Extra 2K DRAM Maybe - mhightower83/Arduino-ESP8266-misc GitHub Wiki
CAUTION: For some sketches, global constructors (do_global_ctors()
) use a lot of sys stack, and some even crash into 0x3FFFE000
(stack overflow).
The space after 0x3FFFE000
and before 0x40000000
(8K block) is used for the System (SYS) and Continuation stack (CONT). Parts of this address space, closer to 0x3FFFE000
, are used to support some built-in ROM function calls. The stack is set to the higher address and grows downward (toward lower address values) toward memory used by those functions. The SDK, for reasons we are not privy to, has replaced some of these ROM functions with IRAM ones freeing up some of this memory space.

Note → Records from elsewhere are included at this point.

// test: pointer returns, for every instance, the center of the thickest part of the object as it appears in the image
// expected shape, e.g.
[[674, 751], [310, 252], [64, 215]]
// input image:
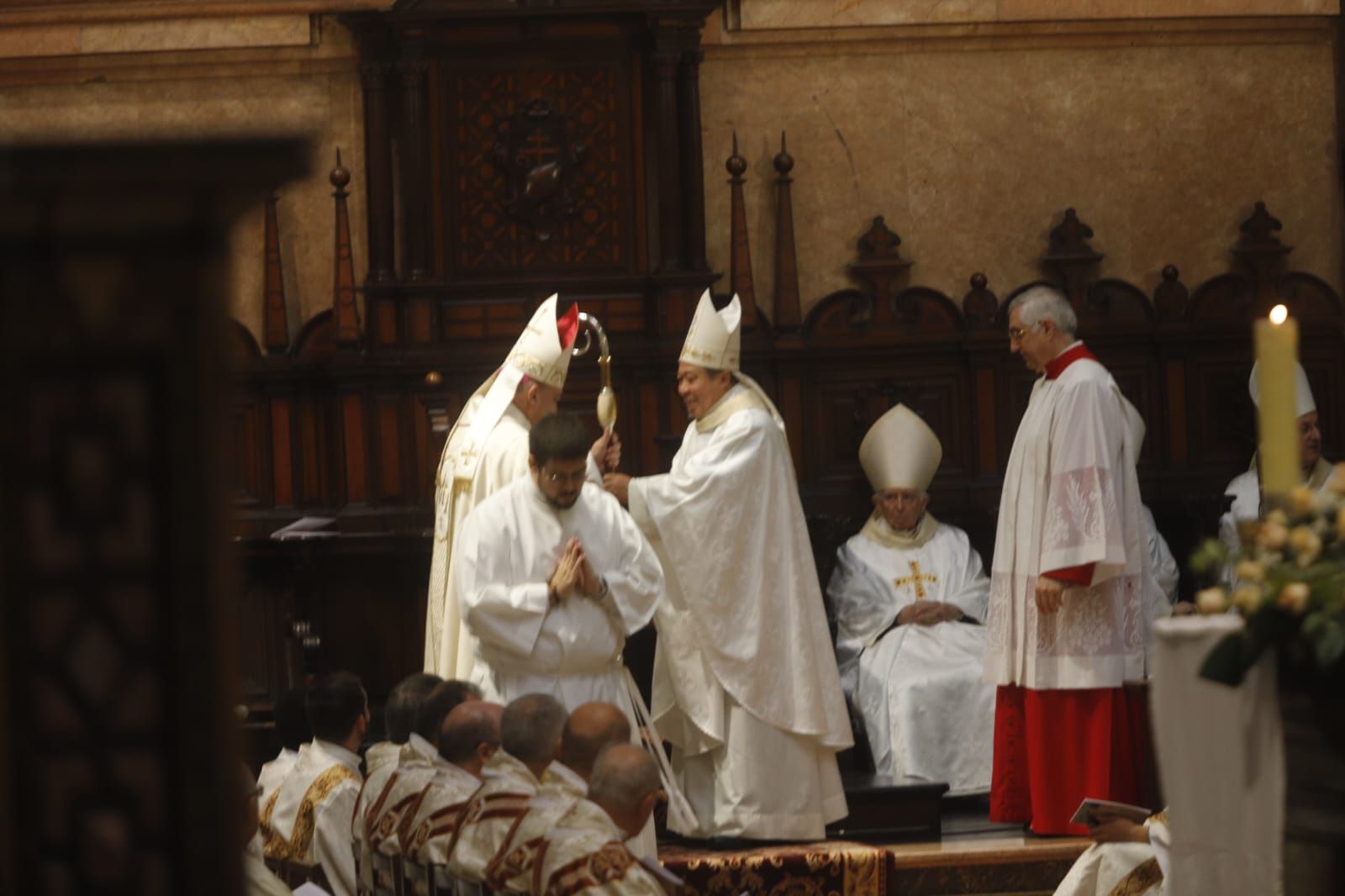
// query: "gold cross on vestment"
[[916, 579]]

By not calling some of these ROM functions, this memory can be used for other purposes. Many releases ago, this was done with the Extra 4K Heap option which required not using the flawed WPS feature. This allowed the SYS and CONT stack to fit in this address space. Budgeting ~4K for each. More recently the only, that we known of, remaining function that was using a block (0x3FFFEA80
up to 0x3FFFEB30
) in this address space was aes_unwrap
. As of Arduino ESP8266 Core v3.0.0 this function was replaced, freeing that address block.

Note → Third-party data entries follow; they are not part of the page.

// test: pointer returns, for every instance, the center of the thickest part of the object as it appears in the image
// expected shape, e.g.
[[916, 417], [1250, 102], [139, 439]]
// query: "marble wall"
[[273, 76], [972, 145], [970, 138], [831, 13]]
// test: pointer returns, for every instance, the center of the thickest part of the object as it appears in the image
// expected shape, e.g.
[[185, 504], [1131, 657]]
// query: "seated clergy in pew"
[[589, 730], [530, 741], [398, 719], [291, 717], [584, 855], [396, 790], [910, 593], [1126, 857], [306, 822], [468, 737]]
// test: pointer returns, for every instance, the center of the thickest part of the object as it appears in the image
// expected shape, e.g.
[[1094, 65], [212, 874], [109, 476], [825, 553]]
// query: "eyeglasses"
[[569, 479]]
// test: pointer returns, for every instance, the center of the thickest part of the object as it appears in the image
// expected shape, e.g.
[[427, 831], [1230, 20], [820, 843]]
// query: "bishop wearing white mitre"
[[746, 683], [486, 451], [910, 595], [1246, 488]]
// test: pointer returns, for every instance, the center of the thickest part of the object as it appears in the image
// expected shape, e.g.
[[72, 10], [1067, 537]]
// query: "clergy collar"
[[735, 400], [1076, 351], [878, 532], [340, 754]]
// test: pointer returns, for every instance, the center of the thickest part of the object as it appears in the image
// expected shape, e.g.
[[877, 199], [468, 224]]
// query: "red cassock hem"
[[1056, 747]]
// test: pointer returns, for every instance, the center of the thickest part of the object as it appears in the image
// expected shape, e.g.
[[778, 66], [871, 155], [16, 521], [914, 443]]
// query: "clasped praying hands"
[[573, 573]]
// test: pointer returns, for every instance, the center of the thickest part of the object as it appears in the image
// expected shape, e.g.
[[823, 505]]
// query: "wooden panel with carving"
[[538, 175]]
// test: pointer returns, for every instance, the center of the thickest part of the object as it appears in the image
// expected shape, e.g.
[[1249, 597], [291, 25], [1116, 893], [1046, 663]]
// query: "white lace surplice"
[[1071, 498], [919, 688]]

In most cases when ROM aes_unwrap was used, the SYS stack did not grow into 0x3FFFEB30
address space. It was when "HWDT Stack Dump" pushed the stack higher that I observed problems. The problem event appeared to be WiFi activity-related. Without HWDR Stack Dump the SYS stack got close but did not appear to overlap at the same time aes_unwrap was used. That is as far as we know.
Options:
-
0x0B30
is 2864 bytes. Since the total block size for stacks is 8K of which 4K for CONT stack, plus some misc. was used up. That leaves the SDK SYS stack working with just ~1.2K. We should be able to increase the CONT stack to 6K. This leaves ~800 bytes as a buffer zone1. So really we are saying the SYS can have ~2K; however, we think it is only using ~1.2K of it. Note, my match does not rigidly account for some misc. space usage. The SYS stack space needed may vary with the sketch. In particular, the stack used by callbacks is made from the SYS context. - Instead of growing the CONT stack we add the 2K to the DRAM Heap. This requires umm_malloc changes to pre-register the
0x3FFFC000
through the0x3FFFE000
block as a pre-allocated block so it is left alone. It turns out that adding this free 2K block fragment to the DRAM Heap can reduce overall fragmentation because of the core using umm_malloc with theUMM_BEST_FIT
strategy which causes small allocation to drop into our new 2K block area.2
My past observations are that the SDK will do callbacks in a context where the SYS stack is at a minimum loading. I think the dangerous time, high use point, for the SYS stack, will be from an interrupt or exception handling occurring during a callback with high stack usage.1
When every you ask the question "If you can? ..." you should also ask the question "If you should?".
While I already use ESPAsyncTCP and matching AsynWebServer which uses a lot of SYS callbacks and I never saw problems with a 1.2K SYS stack, I don't feel comfortable limiting the SDK stack to 1.2K. Well yes, it really is closer to 2K. If anyone tries this you really should implement a salted guard band.1 Or maybe a memory block exception to detect writing into the memory guard band.3
1 Buffer zone should be salted and monitored.
2TODO: Another topic to develop (need to write example) is the use of pre-fragmenting the heap to reduce overall fragmentation and allow for a larger contiguous block.
3TODO: Finalize Memory block breakpoint Mini-Library.